At times parenting can be strenuous. Stress from the job, whining and disobedient children, money problems and so many other factors cause us to lose control of situations and ourselves. I guarantee many of us are guilty of yelling, screaming, or some other negative reaction at certain points in our lives.
I remember yelling at my daughter for various reasons and feeling guilty after the encounter. I’ve had to eat my words on many occasions. If not with her than other family members and sometimes friends. During the encounter, I didn’t think about the consequences of my actions or the affect that it would have on the other person. It was the only way I knew how to respond at certain times.

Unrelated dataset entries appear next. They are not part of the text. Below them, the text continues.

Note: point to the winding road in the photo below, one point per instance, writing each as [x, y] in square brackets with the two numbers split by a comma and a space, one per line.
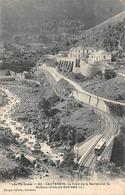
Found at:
[89, 158]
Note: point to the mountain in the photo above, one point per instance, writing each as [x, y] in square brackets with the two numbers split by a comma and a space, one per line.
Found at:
[50, 19]
[109, 34]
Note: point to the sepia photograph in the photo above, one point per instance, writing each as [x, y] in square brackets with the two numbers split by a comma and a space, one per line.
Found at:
[62, 97]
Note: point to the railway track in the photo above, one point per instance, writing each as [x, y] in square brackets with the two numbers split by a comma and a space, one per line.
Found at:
[111, 125]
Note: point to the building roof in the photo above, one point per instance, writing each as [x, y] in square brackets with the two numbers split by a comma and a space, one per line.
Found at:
[103, 65]
[101, 52]
[89, 48]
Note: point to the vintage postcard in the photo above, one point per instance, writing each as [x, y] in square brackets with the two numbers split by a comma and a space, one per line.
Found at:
[62, 97]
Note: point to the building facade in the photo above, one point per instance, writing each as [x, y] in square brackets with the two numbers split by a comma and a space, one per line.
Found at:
[84, 61]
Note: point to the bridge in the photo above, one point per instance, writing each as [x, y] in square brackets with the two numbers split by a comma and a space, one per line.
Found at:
[85, 151]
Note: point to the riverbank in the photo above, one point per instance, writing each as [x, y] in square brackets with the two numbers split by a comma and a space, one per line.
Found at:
[27, 119]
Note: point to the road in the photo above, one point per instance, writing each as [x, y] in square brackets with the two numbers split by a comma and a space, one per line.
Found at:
[89, 158]
[18, 128]
[57, 76]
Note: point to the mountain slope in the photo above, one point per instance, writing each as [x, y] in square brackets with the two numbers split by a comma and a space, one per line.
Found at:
[60, 16]
[108, 35]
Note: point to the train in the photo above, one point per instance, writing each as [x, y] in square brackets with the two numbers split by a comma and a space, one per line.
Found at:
[100, 147]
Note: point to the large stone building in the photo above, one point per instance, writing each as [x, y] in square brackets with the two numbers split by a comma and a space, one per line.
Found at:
[84, 61]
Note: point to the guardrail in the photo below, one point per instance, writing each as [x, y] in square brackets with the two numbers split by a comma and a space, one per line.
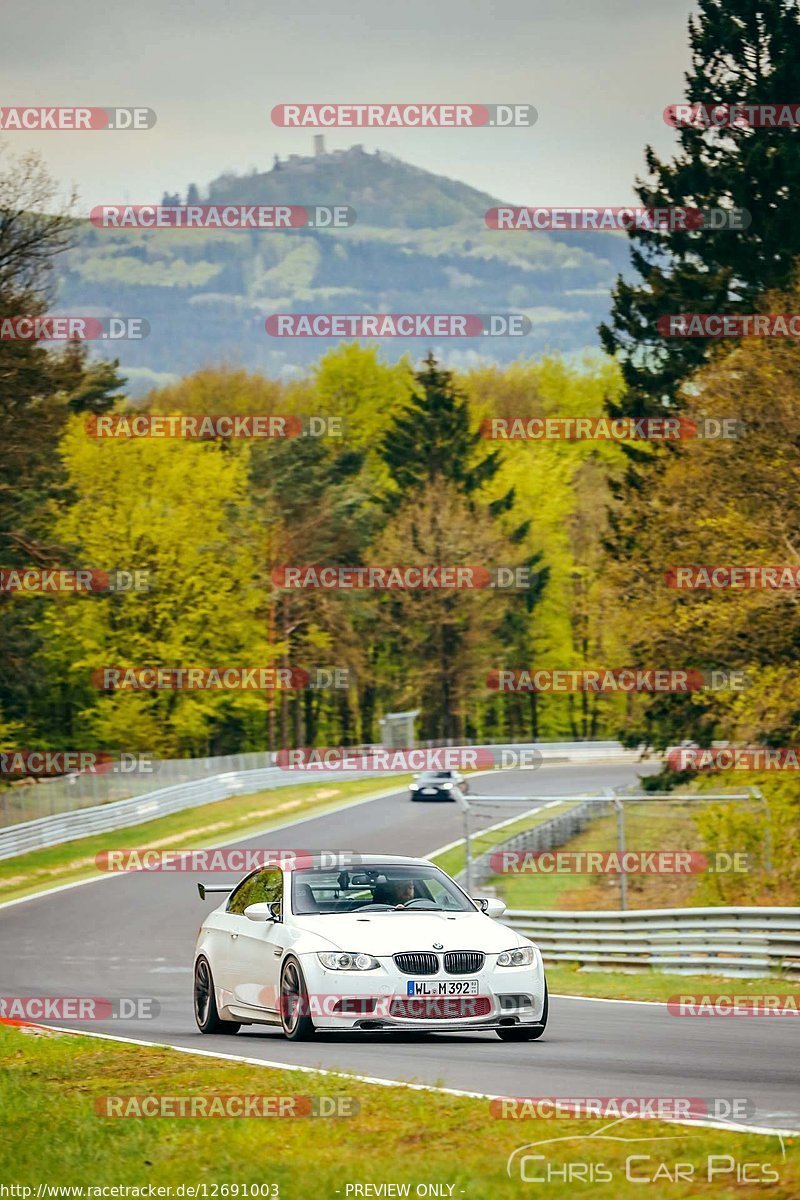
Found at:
[119, 814]
[685, 941]
[28, 835]
[83, 822]
[546, 835]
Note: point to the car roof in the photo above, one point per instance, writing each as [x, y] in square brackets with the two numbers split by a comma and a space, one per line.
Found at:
[310, 862]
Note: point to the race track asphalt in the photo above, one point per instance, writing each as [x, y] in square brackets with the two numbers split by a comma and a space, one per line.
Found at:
[133, 935]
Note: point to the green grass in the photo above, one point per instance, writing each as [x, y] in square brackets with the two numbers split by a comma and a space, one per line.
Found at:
[49, 1086]
[668, 827]
[569, 979]
[192, 828]
[453, 861]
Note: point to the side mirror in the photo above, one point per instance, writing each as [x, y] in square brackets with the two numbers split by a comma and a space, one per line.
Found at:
[263, 911]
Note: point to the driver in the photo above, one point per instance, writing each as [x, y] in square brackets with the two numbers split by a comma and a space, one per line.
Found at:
[396, 892]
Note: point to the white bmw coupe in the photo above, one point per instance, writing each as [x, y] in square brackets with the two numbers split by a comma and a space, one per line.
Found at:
[383, 945]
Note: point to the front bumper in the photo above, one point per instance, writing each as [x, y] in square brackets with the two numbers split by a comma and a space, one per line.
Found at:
[374, 1001]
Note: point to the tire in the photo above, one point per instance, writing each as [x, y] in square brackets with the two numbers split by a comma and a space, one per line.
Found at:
[205, 1002]
[527, 1032]
[295, 1021]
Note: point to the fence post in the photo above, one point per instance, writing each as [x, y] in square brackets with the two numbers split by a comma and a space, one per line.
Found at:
[620, 845]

Yelling, screaming and cursing were normal in my home when I was growing up. I carried that mentality and behavior into my marriage and used that technique to interact with my daughter in her teen years. Thank goodness, I learned quickly that it was unproductive and damaging.
Nobody wants to be yelled at, and what is really accomplished with that type of interaction. No good will come out it. Here are a few negative affects:
- Low Self Esteem
- Anger Is Developed
I didn’t like eating my words after I yelled at my daughter or after I raised my voice for whatever reason. There were times that I apologized and there were times that I didn’t. I would just live with the guilt and move forward. It left me feeling bad about myself and ashamed of the fact that I reacted in such an unhealthy way. I vowed to change that behavior in myself, and eliminate the need for me to eat my words again and again. I didn’t want my daughter to think yelling and screaming were normal either. I also didn’t want her to be afraid of me in any way. I surely didn’t want her to have low self-esteem and I didn’t want her to grow up being an angry, bitter young lady who looked for love in all the wrong places because she felt unloved at home. I knew a change had to occur and it had to start with me.
The first step was to get to the bottom of why I was yelling before I could make any major changes. Until I accomplished that feat, I learned to walk away and than come back and address the situation in a much calmer manner. That change alone left me with my dignity and it left those who were normally on the receiving end of my yelling with their dignity too. I liked the feeling of walking away much better than yelling, it soon became a habit.
As parents we are responsible for our children’s emotional well being. I found that I was a more effective parent when I was not yelling too. It opened the door for better communication between my daughter and me. It allowed us to establish a healthy relationship where we demonstrated mutual respect for each other. It’s funny how life works, I reached a point where I refused to argue or raise my voice with anyone. Walking away became a way of life for me and it has saved me from a ton of stress and broken relationships.
If you are constantly yelling and screaming, just stop. If you can’t change it on your own, get some professional help. You are damaging your child and could possibly cause them to become violent or act out in some manner. Children have limited coping mechanisms in their teen years. It’s up to the adult to lead and guide them on the appropriate way to communicate. Calm is the way to go and it is a skill that can be acquired and implemented. Reach for it, you and your children will be thankful.